Exhibit C: Advocacy of laissez-faire attitudes toward sexuality and marriage. Though most fervently promoted by the well-off, these attitudes have wreaked the greatest damage on the families of poor and working people, especially non-whites, and have tended to impoverish their children by depriving them of the consistent care, encouragement, discipline, and example of married moms and dads. You won’t hear this from the left, but stable marriage is by far the most genuine anti-poverty program.
Exhibit D: Opposition to school choice. The children of non-white and poor families caught in crime-ridden inner-city neighborhoods are also caught in inferior and crime-ridden schools. Charter schools would give them a way out, but lawmakers who can afford to send their own children to any school they want are perfectly content to leave poor kids in the jaws of the trap.
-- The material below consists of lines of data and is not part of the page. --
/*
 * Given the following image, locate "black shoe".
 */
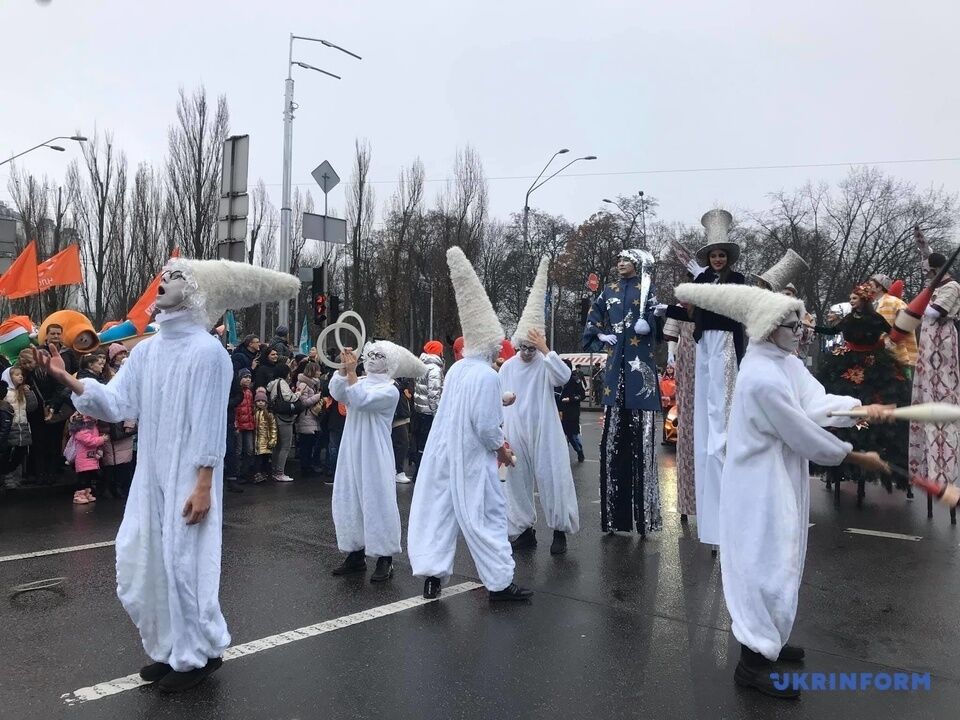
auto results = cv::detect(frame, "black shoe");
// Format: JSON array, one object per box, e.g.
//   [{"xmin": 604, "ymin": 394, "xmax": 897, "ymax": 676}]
[
  {"xmin": 423, "ymin": 576, "xmax": 440, "ymax": 600},
  {"xmin": 733, "ymin": 644, "xmax": 800, "ymax": 698},
  {"xmin": 333, "ymin": 550, "xmax": 367, "ymax": 575},
  {"xmin": 510, "ymin": 528, "xmax": 537, "ymax": 550},
  {"xmin": 157, "ymin": 658, "xmax": 223, "ymax": 692},
  {"xmin": 140, "ymin": 663, "xmax": 173, "ymax": 682},
  {"xmin": 370, "ymin": 556, "xmax": 393, "ymax": 583},
  {"xmin": 550, "ymin": 530, "xmax": 567, "ymax": 555},
  {"xmin": 489, "ymin": 583, "xmax": 533, "ymax": 601},
  {"xmin": 777, "ymin": 645, "xmax": 806, "ymax": 662}
]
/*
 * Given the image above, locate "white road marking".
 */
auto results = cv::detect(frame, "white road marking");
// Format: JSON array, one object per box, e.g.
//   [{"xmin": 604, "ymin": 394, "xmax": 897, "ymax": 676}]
[
  {"xmin": 0, "ymin": 540, "xmax": 116, "ymax": 562},
  {"xmin": 60, "ymin": 582, "xmax": 483, "ymax": 705},
  {"xmin": 844, "ymin": 528, "xmax": 923, "ymax": 542}
]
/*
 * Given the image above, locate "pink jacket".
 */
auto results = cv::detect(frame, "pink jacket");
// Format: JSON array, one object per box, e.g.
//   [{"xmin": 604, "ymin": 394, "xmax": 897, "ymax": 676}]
[{"xmin": 73, "ymin": 425, "xmax": 105, "ymax": 472}]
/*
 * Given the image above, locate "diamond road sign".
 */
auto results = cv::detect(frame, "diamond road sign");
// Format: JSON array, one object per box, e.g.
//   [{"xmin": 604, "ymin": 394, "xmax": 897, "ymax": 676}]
[{"xmin": 310, "ymin": 160, "xmax": 340, "ymax": 195}]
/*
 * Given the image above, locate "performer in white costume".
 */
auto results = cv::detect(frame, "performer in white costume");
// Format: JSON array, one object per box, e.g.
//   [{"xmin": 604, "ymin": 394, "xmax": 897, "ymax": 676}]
[
  {"xmin": 38, "ymin": 259, "xmax": 300, "ymax": 692},
  {"xmin": 330, "ymin": 340, "xmax": 427, "ymax": 583},
  {"xmin": 676, "ymin": 284, "xmax": 889, "ymax": 697},
  {"xmin": 407, "ymin": 247, "xmax": 533, "ymax": 600},
  {"xmin": 500, "ymin": 257, "xmax": 580, "ymax": 555}
]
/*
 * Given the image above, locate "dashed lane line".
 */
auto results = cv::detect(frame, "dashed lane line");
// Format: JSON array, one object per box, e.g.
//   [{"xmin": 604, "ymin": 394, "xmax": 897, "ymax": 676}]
[
  {"xmin": 0, "ymin": 540, "xmax": 116, "ymax": 562},
  {"xmin": 60, "ymin": 582, "xmax": 483, "ymax": 705}
]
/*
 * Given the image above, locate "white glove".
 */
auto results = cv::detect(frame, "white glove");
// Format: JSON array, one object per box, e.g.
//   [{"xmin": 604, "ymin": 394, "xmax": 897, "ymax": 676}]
[{"xmin": 687, "ymin": 259, "xmax": 706, "ymax": 280}]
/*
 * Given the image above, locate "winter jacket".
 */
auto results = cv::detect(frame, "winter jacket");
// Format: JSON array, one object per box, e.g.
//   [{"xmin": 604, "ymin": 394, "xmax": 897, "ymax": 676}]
[
  {"xmin": 234, "ymin": 387, "xmax": 257, "ymax": 430},
  {"xmin": 413, "ymin": 353, "xmax": 443, "ymax": 415},
  {"xmin": 253, "ymin": 408, "xmax": 277, "ymax": 455},
  {"xmin": 100, "ymin": 422, "xmax": 137, "ymax": 467},
  {"xmin": 73, "ymin": 425, "xmax": 105, "ymax": 472},
  {"xmin": 267, "ymin": 377, "xmax": 300, "ymax": 425},
  {"xmin": 6, "ymin": 388, "xmax": 39, "ymax": 447},
  {"xmin": 295, "ymin": 374, "xmax": 323, "ymax": 435},
  {"xmin": 0, "ymin": 400, "xmax": 13, "ymax": 446}
]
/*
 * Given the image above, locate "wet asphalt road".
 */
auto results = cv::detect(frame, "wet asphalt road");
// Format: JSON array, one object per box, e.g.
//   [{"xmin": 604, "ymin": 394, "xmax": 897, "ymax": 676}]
[{"xmin": 0, "ymin": 413, "xmax": 960, "ymax": 720}]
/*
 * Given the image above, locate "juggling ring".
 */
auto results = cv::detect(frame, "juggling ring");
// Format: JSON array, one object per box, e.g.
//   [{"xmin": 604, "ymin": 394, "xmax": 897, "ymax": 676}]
[{"xmin": 317, "ymin": 310, "xmax": 367, "ymax": 370}]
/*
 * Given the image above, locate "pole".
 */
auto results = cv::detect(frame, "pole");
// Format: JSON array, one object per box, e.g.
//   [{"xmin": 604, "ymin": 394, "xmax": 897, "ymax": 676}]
[{"xmin": 277, "ymin": 51, "xmax": 293, "ymax": 325}]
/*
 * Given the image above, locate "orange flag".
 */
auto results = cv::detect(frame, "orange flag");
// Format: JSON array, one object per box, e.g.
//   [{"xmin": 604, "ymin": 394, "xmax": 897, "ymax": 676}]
[
  {"xmin": 127, "ymin": 248, "xmax": 180, "ymax": 334},
  {"xmin": 37, "ymin": 245, "xmax": 83, "ymax": 292},
  {"xmin": 0, "ymin": 240, "xmax": 40, "ymax": 300}
]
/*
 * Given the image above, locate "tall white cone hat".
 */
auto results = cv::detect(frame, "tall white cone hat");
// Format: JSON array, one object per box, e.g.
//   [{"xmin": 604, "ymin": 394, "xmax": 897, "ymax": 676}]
[
  {"xmin": 164, "ymin": 258, "xmax": 300, "ymax": 328},
  {"xmin": 447, "ymin": 245, "xmax": 504, "ymax": 358},
  {"xmin": 674, "ymin": 283, "xmax": 803, "ymax": 341},
  {"xmin": 512, "ymin": 255, "xmax": 550, "ymax": 347}
]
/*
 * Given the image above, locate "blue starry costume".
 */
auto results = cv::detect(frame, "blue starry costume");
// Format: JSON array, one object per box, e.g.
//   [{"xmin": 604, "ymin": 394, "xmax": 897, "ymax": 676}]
[{"xmin": 583, "ymin": 250, "xmax": 662, "ymax": 535}]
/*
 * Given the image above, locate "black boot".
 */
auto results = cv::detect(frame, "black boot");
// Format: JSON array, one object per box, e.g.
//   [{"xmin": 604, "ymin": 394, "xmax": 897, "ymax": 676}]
[
  {"xmin": 733, "ymin": 645, "xmax": 800, "ymax": 699},
  {"xmin": 370, "ymin": 555, "xmax": 393, "ymax": 583},
  {"xmin": 777, "ymin": 645, "xmax": 807, "ymax": 662},
  {"xmin": 510, "ymin": 528, "xmax": 537, "ymax": 550},
  {"xmin": 489, "ymin": 583, "xmax": 533, "ymax": 601},
  {"xmin": 423, "ymin": 576, "xmax": 440, "ymax": 600},
  {"xmin": 157, "ymin": 658, "xmax": 223, "ymax": 692},
  {"xmin": 140, "ymin": 663, "xmax": 173, "ymax": 682},
  {"xmin": 550, "ymin": 530, "xmax": 567, "ymax": 555},
  {"xmin": 333, "ymin": 550, "xmax": 367, "ymax": 575}
]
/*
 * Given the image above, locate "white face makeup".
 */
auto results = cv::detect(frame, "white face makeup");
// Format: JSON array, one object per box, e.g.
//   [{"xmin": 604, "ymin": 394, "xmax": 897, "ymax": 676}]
[
  {"xmin": 770, "ymin": 310, "xmax": 803, "ymax": 353},
  {"xmin": 156, "ymin": 270, "xmax": 188, "ymax": 310}
]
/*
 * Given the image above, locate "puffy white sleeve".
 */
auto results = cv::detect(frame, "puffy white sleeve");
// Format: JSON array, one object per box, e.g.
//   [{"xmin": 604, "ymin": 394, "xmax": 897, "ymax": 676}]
[
  {"xmin": 187, "ymin": 345, "xmax": 233, "ymax": 468},
  {"xmin": 470, "ymin": 374, "xmax": 504, "ymax": 452},
  {"xmin": 543, "ymin": 350, "xmax": 573, "ymax": 387},
  {"xmin": 791, "ymin": 358, "xmax": 861, "ymax": 427},
  {"xmin": 70, "ymin": 345, "xmax": 142, "ymax": 422},
  {"xmin": 751, "ymin": 383, "xmax": 853, "ymax": 467},
  {"xmin": 342, "ymin": 380, "xmax": 400, "ymax": 414}
]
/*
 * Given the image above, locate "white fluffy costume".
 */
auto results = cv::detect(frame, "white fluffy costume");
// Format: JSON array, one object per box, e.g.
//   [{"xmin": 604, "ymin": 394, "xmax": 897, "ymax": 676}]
[
  {"xmin": 407, "ymin": 247, "xmax": 514, "ymax": 591},
  {"xmin": 677, "ymin": 285, "xmax": 860, "ymax": 660},
  {"xmin": 330, "ymin": 340, "xmax": 427, "ymax": 557},
  {"xmin": 500, "ymin": 257, "xmax": 580, "ymax": 535},
  {"xmin": 73, "ymin": 259, "xmax": 299, "ymax": 672}
]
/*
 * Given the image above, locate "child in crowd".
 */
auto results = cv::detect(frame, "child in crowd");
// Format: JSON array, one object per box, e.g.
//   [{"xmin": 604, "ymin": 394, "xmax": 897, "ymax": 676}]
[
  {"xmin": 253, "ymin": 388, "xmax": 277, "ymax": 483},
  {"xmin": 236, "ymin": 368, "xmax": 257, "ymax": 482},
  {"xmin": 70, "ymin": 413, "xmax": 109, "ymax": 505}
]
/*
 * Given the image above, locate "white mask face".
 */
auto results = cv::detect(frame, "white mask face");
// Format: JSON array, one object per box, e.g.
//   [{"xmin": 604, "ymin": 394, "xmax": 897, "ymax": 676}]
[
  {"xmin": 770, "ymin": 310, "xmax": 803, "ymax": 353},
  {"xmin": 156, "ymin": 270, "xmax": 189, "ymax": 310}
]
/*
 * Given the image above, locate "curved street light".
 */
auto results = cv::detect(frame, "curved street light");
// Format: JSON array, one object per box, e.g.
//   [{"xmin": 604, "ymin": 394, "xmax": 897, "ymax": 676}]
[{"xmin": 0, "ymin": 135, "xmax": 87, "ymax": 165}]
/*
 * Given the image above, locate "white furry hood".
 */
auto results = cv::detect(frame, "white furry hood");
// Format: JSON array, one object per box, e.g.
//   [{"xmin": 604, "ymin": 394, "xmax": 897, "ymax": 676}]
[
  {"xmin": 363, "ymin": 340, "xmax": 427, "ymax": 380},
  {"xmin": 512, "ymin": 255, "xmax": 550, "ymax": 347},
  {"xmin": 675, "ymin": 283, "xmax": 803, "ymax": 341},
  {"xmin": 166, "ymin": 258, "xmax": 300, "ymax": 328},
  {"xmin": 447, "ymin": 245, "xmax": 504, "ymax": 359}
]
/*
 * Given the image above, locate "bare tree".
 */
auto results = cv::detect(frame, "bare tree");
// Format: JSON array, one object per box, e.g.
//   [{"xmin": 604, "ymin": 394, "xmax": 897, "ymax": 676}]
[{"xmin": 166, "ymin": 87, "xmax": 230, "ymax": 258}]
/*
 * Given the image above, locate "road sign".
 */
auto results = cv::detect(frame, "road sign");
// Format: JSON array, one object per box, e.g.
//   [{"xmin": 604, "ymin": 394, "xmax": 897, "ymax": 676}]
[
  {"xmin": 303, "ymin": 213, "xmax": 347, "ymax": 245},
  {"xmin": 310, "ymin": 160, "xmax": 340, "ymax": 195}
]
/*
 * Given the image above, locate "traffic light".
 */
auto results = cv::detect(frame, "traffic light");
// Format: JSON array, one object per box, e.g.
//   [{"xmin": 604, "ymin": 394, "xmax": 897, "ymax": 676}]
[{"xmin": 313, "ymin": 293, "xmax": 327, "ymax": 325}]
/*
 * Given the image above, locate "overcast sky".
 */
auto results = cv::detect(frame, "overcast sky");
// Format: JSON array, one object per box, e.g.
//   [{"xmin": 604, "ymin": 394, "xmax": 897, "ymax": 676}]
[{"xmin": 0, "ymin": 0, "xmax": 960, "ymax": 231}]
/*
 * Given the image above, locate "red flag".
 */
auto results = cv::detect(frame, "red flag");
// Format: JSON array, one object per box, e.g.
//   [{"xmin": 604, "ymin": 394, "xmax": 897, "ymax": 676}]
[
  {"xmin": 37, "ymin": 245, "xmax": 83, "ymax": 292},
  {"xmin": 0, "ymin": 240, "xmax": 40, "ymax": 300},
  {"xmin": 127, "ymin": 248, "xmax": 180, "ymax": 334}
]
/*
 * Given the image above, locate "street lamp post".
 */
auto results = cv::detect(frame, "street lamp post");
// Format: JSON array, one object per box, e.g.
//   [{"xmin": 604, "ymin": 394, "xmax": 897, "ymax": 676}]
[
  {"xmin": 0, "ymin": 135, "xmax": 87, "ymax": 165},
  {"xmin": 278, "ymin": 33, "xmax": 361, "ymax": 325}
]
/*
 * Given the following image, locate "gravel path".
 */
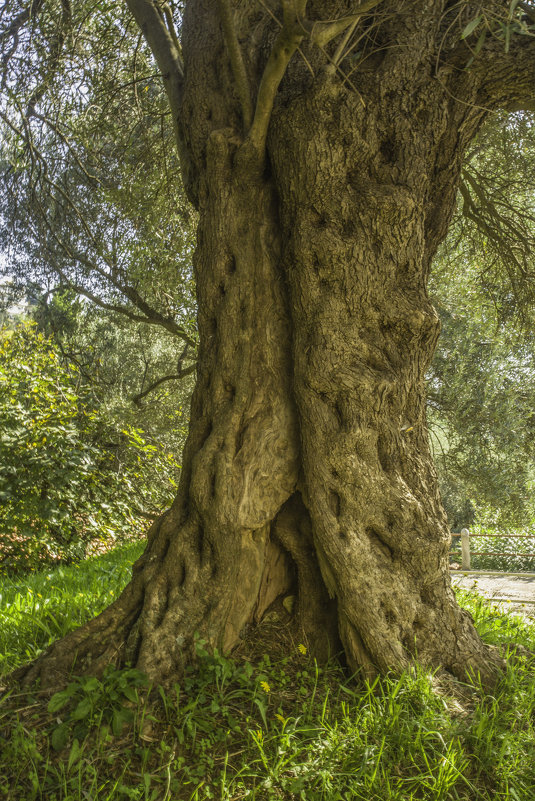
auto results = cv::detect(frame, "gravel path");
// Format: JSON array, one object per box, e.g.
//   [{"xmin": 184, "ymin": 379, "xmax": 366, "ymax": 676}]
[{"xmin": 451, "ymin": 570, "xmax": 535, "ymax": 621}]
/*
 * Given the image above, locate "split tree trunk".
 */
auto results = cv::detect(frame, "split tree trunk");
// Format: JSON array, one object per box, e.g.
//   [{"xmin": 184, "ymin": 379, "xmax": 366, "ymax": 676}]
[{"xmin": 16, "ymin": 0, "xmax": 501, "ymax": 685}]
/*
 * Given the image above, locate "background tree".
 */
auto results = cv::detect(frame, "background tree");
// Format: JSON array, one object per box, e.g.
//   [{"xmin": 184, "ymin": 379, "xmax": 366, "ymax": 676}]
[
  {"xmin": 0, "ymin": 325, "xmax": 178, "ymax": 572},
  {"xmin": 4, "ymin": 0, "xmax": 535, "ymax": 683}
]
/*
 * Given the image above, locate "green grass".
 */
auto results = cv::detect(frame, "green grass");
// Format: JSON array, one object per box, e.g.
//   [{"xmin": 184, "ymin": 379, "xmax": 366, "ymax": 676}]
[
  {"xmin": 0, "ymin": 546, "xmax": 535, "ymax": 801},
  {"xmin": 0, "ymin": 542, "xmax": 143, "ymax": 677}
]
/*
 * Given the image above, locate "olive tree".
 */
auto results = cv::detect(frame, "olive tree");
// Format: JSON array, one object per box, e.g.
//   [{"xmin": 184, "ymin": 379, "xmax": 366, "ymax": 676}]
[{"xmin": 7, "ymin": 0, "xmax": 535, "ymax": 684}]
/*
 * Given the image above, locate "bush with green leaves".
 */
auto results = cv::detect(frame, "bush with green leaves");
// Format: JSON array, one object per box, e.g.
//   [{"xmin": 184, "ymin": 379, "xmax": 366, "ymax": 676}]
[{"xmin": 0, "ymin": 325, "xmax": 178, "ymax": 572}]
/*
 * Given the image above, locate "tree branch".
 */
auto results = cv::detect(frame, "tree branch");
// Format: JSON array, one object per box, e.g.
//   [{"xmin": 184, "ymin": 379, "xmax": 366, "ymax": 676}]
[
  {"xmin": 248, "ymin": 0, "xmax": 307, "ymax": 156},
  {"xmin": 125, "ymin": 0, "xmax": 184, "ymax": 143},
  {"xmin": 305, "ymin": 0, "xmax": 383, "ymax": 48},
  {"xmin": 217, "ymin": 0, "xmax": 253, "ymax": 131},
  {"xmin": 132, "ymin": 363, "xmax": 197, "ymax": 406}
]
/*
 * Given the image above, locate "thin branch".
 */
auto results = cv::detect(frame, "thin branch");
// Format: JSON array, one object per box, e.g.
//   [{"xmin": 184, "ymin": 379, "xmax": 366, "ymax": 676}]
[
  {"xmin": 132, "ymin": 363, "xmax": 197, "ymax": 406},
  {"xmin": 248, "ymin": 0, "xmax": 306, "ymax": 157},
  {"xmin": 217, "ymin": 0, "xmax": 253, "ymax": 131},
  {"xmin": 125, "ymin": 0, "xmax": 184, "ymax": 148},
  {"xmin": 305, "ymin": 0, "xmax": 383, "ymax": 47}
]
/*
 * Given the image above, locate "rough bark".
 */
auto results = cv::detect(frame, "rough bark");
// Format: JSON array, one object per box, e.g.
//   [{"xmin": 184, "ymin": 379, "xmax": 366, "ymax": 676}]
[{"xmin": 17, "ymin": 0, "xmax": 535, "ymax": 684}]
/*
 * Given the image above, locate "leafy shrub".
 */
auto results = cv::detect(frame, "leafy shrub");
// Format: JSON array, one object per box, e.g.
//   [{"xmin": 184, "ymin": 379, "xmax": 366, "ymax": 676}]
[{"xmin": 0, "ymin": 325, "xmax": 178, "ymax": 572}]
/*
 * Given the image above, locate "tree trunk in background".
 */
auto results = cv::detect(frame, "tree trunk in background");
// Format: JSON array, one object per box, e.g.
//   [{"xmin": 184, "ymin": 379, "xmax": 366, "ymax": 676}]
[{"xmin": 15, "ymin": 0, "xmax": 501, "ymax": 685}]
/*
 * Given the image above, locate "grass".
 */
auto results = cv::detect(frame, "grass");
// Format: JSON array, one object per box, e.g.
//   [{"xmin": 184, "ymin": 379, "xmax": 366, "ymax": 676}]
[
  {"xmin": 0, "ymin": 542, "xmax": 143, "ymax": 677},
  {"xmin": 0, "ymin": 546, "xmax": 535, "ymax": 801}
]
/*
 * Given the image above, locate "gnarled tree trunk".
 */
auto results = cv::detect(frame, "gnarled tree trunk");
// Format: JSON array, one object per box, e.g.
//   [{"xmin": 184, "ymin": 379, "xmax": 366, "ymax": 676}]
[{"xmin": 18, "ymin": 0, "xmax": 532, "ymax": 684}]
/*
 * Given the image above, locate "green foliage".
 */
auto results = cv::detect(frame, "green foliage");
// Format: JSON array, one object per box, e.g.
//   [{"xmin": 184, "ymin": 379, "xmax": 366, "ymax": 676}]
[
  {"xmin": 0, "ymin": 546, "xmax": 535, "ymax": 801},
  {"xmin": 428, "ymin": 251, "xmax": 535, "ymax": 530},
  {"xmin": 47, "ymin": 665, "xmax": 148, "ymax": 751},
  {"xmin": 0, "ymin": 326, "xmax": 177, "ymax": 570}
]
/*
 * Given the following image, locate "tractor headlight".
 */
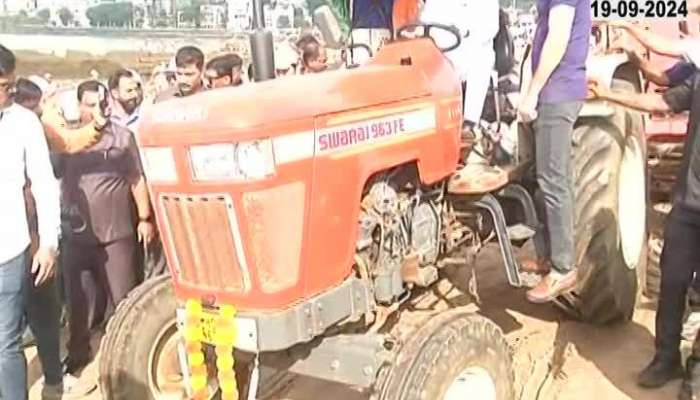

Exhibit E: Racial quotas in various institutions, such as colleges and universities. Such institutionalized biases perpetuate a cruel hoax on persons of minority race, not only setting up unqualified applicants to fail, but placing smart, qualified applicants under a perpetual cloud of suspicion that they got by only because they weren’t white. Policies so damaging to non-whites would make sense only if their proponents believed that the races were inherently unequal, and wanted to string along their supposed racial inferiors.
To the degree that America does labor under something that might be called systematic racism, it seems to be all on the left – and the people crying out against it want more of it still. American history as a whole represents the gradual purging of racism; progressivism represents its entrenchment.